Too often in the H-1B visa debate, migrant workers get the blame, according to Chacon.

“If the American people truly believe that these companies are depressing wages by hiring immigrants, why aren’t the American people and politicians pressuring these companies to keep those wages up?” asks Chacon.

The Trump administration has proposed new rules that would tighten the requirements on who can qualify for an H-1B visa. Trager admits there have been some abuses, but overall, he says the program has been successful. Metcalf says he opposes additional restrictions on the visas, but he does favor policies to prevent fraud in the H-1B application and approval process.

The Border Wall
A potential government shutdown looms as Congress and the Trump administration work to resolve their latest battle over how to fund the president’s proposed wall along the U.S.-Mexico border. President Trump wants $5 billion in funding, while Congressional Democrats want to allocate $1.6 billion for border security.

“I think it’s silly,” Trager says of the border wall plan. “It’s 14th-century technology for the modern-day era. There are cheaper, more effective ways to enforce the border.”

Trager and Chacon prefer what they call a “virtual wall” that relies on cameras, drones, and rapid response teams to monitor the southern border. Chacon fears a physical wall will lead desperate migrants to take even more dangerous measures than they already do to try to enter the country.

Goettl calls the notion of a virtual wall “completely unrealistic” for many parts of the border. He contends that would likely end up costing more than a physical wall.

“The Israelis use a wall, and it’s the most effective border barrier that we know of,” Goettl says. “It may be old technology, but sometimes old technology is the best technology.”

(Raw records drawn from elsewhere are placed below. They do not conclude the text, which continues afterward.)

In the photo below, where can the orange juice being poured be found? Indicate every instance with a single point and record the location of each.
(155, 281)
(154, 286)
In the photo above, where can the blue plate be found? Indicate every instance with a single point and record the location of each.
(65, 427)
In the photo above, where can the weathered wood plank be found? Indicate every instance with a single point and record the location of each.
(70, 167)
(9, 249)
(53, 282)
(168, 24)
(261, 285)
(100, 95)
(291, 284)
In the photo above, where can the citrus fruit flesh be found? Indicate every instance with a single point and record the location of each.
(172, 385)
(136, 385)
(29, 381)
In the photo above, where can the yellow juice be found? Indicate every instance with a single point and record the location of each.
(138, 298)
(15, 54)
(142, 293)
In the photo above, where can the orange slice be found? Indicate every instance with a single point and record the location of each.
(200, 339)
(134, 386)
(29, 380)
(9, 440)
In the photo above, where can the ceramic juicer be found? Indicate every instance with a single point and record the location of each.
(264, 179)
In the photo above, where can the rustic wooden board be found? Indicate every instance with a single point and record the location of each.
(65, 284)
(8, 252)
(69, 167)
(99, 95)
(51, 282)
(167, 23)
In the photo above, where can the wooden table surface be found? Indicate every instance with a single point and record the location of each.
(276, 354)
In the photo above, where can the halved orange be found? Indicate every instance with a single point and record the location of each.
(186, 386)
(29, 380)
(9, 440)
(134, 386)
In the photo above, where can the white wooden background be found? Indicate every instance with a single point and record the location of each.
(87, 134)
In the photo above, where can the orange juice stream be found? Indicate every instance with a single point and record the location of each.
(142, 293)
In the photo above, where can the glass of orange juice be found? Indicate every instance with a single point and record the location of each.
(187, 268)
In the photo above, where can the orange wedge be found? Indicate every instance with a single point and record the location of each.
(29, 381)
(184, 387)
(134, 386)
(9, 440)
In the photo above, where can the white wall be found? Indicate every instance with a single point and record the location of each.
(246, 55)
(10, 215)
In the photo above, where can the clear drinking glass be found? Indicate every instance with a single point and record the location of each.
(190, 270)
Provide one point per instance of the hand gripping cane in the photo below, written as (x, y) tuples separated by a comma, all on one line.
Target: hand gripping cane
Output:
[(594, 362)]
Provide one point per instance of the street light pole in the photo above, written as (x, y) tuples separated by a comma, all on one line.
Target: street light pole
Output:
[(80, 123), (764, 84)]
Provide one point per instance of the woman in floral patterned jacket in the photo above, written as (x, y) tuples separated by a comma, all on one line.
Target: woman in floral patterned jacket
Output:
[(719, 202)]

Constructing the border wall could cost as much as $22 billion, according to some estimates. But Metcalf says those costs should be weighed against the potential savings that would result from having a physical barrier. He says it would improve public safety and health, and reduce the number of people who die or become victims of human trafficking when they pay so-called coyotes to smuggle them across the border. Metcalfe adds that the U.S. must have a secure border because the nation simply can’t allow everyone who seeks refuge here to enter and stay in the country.

“If you open the borders, Central America will empty – that’s what will happen,” says Metcalf. “There’s not a better place to live in the world than this place, and we want to keep it that way.”